# Final Project Instructions
## Experiment Overview: Free Trial Screener
At the time of this experiment, Udacity courses currently have two options on the course overview page: "start free trial", and "access course materials". If the student clicks "start free trial", they will be asked to enter their credit card information, and then they will be enrolled in a free trial for the paid version of the course. After 14 days, they will automatically be charged unless they cancel first. If the student clicks "access course materials", they will be able to view the videos and take the quizzes for free, but they will not receive coaching support or a verified certificate, and they will not submit their final project for feedback.

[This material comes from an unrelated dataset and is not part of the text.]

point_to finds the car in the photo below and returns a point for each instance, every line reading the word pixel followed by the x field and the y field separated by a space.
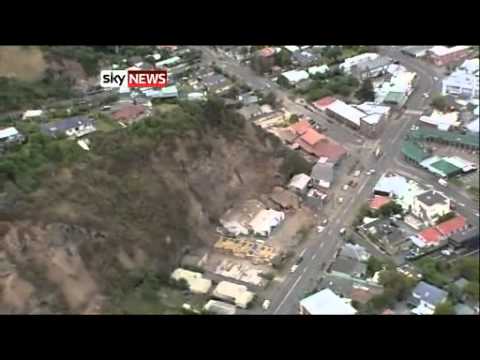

In the experiment, Udacity tested a change where if the student clicked "start free trial", they were asked how much time they had available to devote to the course. If the student indicated 5 or more hours per week, they would be taken through the checkout process as usual. If they indicated fewer than 5 hours per week, a message would appear indicating that Udacity courses usually require a greater time commitment for successful completion, and suggesting that the student might like to access the course materials for free. At this point, the student would have the option to continue enrolling in the free trial, or access the course materials for free instead.


The hypothesis was that this might set clearer expectations for students upfront, thus reducing the number of frustrated students who left the free trial because they didn't have enough time—without significantly reducing the number of students to continue past the free trial and eventually complete the course. If this hypothesis held true, Udacity could improve the overall student experience and improve coaches' capacity to support students who are likely to complete the course.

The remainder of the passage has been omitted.